Y este fin de semana, cuando se celebre una nueva versión de los Premios Oscar, la historia no será muy distinta. Que una película tan inofensiva y olvidable como La La Land tenga 14 nominaciones habla, sin duda, del estado de la cosas, de una industria que disfruta filmarse una y otra vez, y que es cada vez más Manchester-By-.jpgconservadora en términos políticos y estéticos. No hay nada nuevo en esto, por supuesto; el problema es que cada vez existen menos espacios para aquellas fisuras que le dan un valor realmente inesperado al premio. La categoría Mejor Película Extranjera, por ejemplo, sigue siendo una de las más arriesgadas, donde no han tenido problemas en premiar películas como El hijo de Saúl, de László Nemes, o Amour, de Haneke, o nominar este año a la desconcertante Toni Erdmann; filmes que rompen, en algún sentido, con la manera de contar historias que ha impuesto Hollywood. Porque al final de eso se trata esto también: de cómo la Academia nos ha hecho creer que sólo hay una forma de filmar, una forma de armar un relato. Cualquier película que busque salirse de aquel molde parece no tener cabida en estos premios. A veces, sin embargo, como hemos dicho, el sistema falla y de pronto aparece nominada alguna película que no encaja completamente con esa forma líneal de contar una historia. Ahí está la conmovedora Moonlight o Manchester by the Sea, con un Casey Affleck brutal, o Isabelle Huppert nominada a Mejor Actriz por su protagónico en Elle, un papel tan incómodo como inolvidable. O la merecida nominación a Denis Villeneuve con La llegada, una película que por obedecer ciertos criterios hollywoodenses —todo se tiene que explicar siempre con algún drama familiar— no se convierte en una de las mejores y más extrañas películas de extraterrestres que se han filmado en los últimos años. De todas formas, Villeneuve sigue siendo un director valioso —sobre todo por algunas de sus primeras películas, como Incendies, nominada a Mejor Película Extranjera en 2011—, por lo que se puede esperar algo nuevo de él.

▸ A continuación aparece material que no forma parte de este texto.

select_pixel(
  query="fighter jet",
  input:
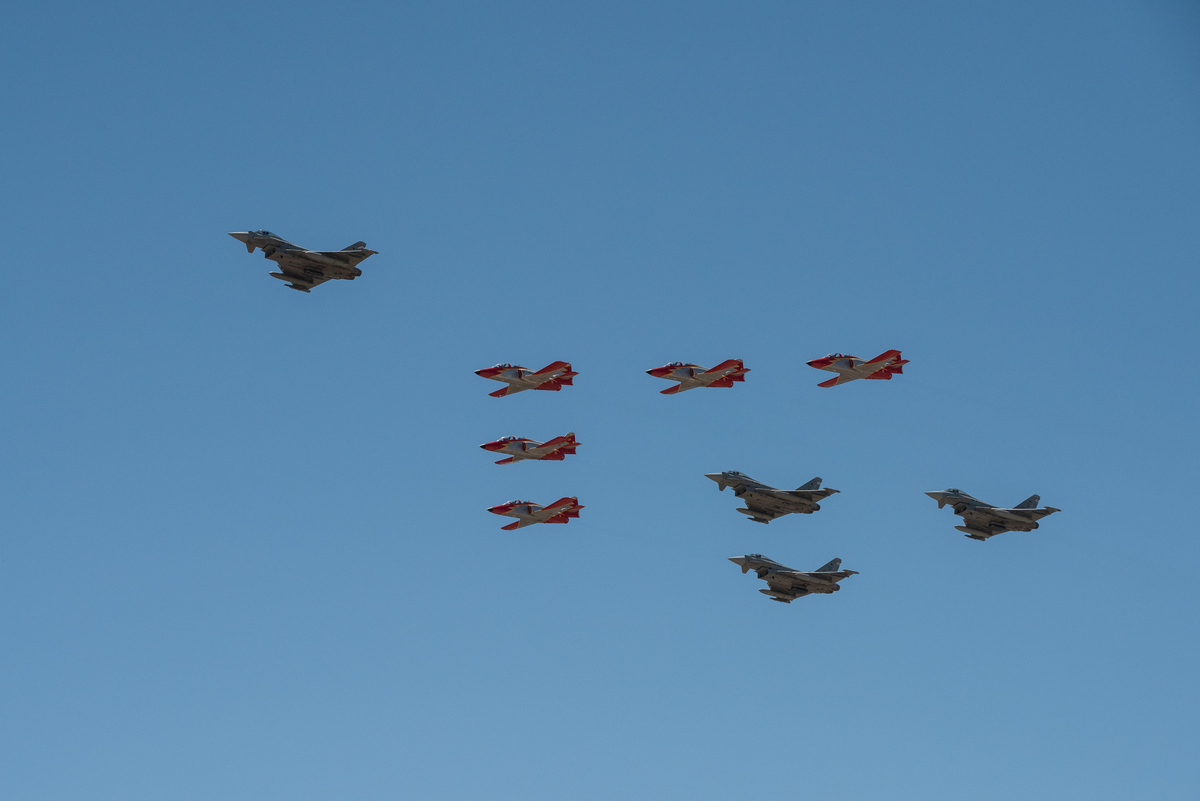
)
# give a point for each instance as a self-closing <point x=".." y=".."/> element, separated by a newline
<point x="851" y="368"/>
<point x="693" y="375"/>
<point x="551" y="377"/>
<point x="306" y="269"/>
<point x="527" y="513"/>
<point x="786" y="584"/>
<point x="522" y="449"/>
<point x="763" y="503"/>
<point x="985" y="521"/>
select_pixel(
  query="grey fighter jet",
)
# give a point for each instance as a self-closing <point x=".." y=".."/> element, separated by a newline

Y no hay mucho más, la verdad. Pero quizá está bien. Lo mejor, a estas alturas, es mirar aquello que se quedó abajo de las nominaciones, pues el mundo allá afuera, lejos de la Academia, parece ser más sorpendente. Esperar, por ejemplo, el estreno de Silencio, de Scorsese, o exigir encarecidamente que estrenen en salas Paterson, de Jim Jarmusch.

¿Cómo se filma uno de los libros de poesía más importantes del siglo XX? ¿Cómo se filma la historia de un conductor de buses que escribe poemas y cuya vida parece ser tan aburrida como irrelevante? ¿Cómo se hace con esa historia sin épica una película tan conmovedora y deslumbrante como Paterson? Porque el último filme de Jarmusch es eso simplemente: la vida de un hombre durante una semana, sin estridencias, sin grandes giros dramáticos. La vida de ese hombre: levantarse, ir al trabajo, escribir algún poema, compartir con su mujer; no mucho más, no mucho menos. Pero lo que consigue Jarmusch al filmar esa cotidianidad es algo que ninguna de las películas que están nominadas al Oscar logra: enseñarnos que la vida se puede contar de una manera tan simple como inesperada.